Multiple allelism
Mendel, in his experiments, established that for each locus of a certain character there were only two different alleles: A and a, B and b, etc. But if it is the case that there are several different possible alleles, it will be a multiple allelism phenomenon, and the set of alleles belonging to said locus forms an allelic series.
An example of multiple allelism that is very familiar to us is the one that determines the human blood groups of the AB0 system.
In principle, people were classified according to the four possible phenotypes (A, B, AB, and 0), depending on whether or not agglutination occurred when mixing erythrocytes with another blood group.
Agglutination occurs because antigenic substances on the surface of erythrocytes react with amino acids present in blood serum.
People in group A have antigenic specificity A in their erythrocytes, people in group B, with antigenic specificity B, and those in group AB with antigenic specificities A and B, are called anti A and Anti B.
The blood sera of type A people carry anti-B, those of type B carry anti-A, those of type AB none, and those of type 0 carry both.

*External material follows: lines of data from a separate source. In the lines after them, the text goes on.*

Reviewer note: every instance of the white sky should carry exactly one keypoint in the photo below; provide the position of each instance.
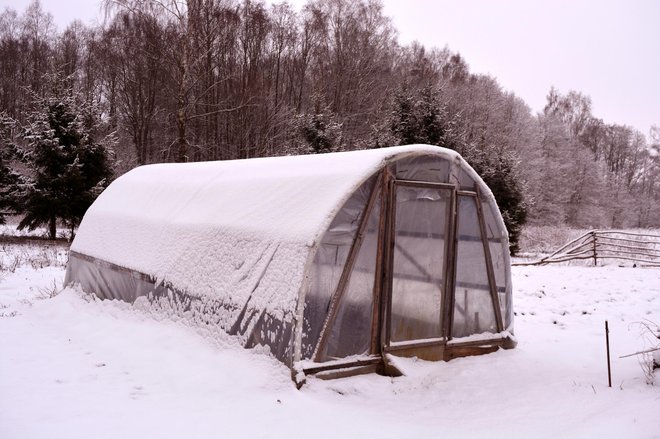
(607, 49)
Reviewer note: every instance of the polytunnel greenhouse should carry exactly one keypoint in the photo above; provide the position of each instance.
(336, 262)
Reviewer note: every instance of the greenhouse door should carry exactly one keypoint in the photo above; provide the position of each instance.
(420, 230)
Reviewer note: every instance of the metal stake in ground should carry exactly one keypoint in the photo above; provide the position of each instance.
(607, 343)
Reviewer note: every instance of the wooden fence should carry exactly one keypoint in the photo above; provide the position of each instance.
(641, 248)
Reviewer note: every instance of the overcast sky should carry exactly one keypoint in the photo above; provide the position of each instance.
(607, 49)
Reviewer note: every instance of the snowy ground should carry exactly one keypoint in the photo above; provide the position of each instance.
(73, 367)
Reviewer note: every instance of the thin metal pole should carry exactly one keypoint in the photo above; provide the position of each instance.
(607, 342)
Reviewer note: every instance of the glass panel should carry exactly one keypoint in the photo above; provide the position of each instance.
(351, 333)
(423, 168)
(499, 250)
(418, 266)
(473, 306)
(329, 263)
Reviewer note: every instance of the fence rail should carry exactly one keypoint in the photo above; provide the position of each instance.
(642, 248)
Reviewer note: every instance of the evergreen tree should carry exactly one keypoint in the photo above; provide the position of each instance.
(419, 116)
(318, 132)
(68, 167)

This case consists of an allelic series made up of three alleles A, B and 0. Alleles A and B determine the production of antigens A and B, respectively, while 0 does not produce antigen. Alleles A and B are codominant among themselves and both are dominant in relation to 0. The AB0 system can be summarized as follows:
Genotype |
Phenotype |
Antigenic specificity |
Serum antibodies |
AA, A0 |
A |
A |
Anti-B |
BB, B0 |
B |
B |
Anti-A |
AB |
AB |
A and B |
None |
00 |
0 |
None |
Anti-A and Anti-B |
There can be problems with blood transfusions when the recipient's amino acids react with the donor's red blood cells. The inverse case is not important, since the amino acids of the serum are diluted in the receptor before producing agglutination. Therefore, people with blood group AB are universal recipients and those with blood group 0, universal donors.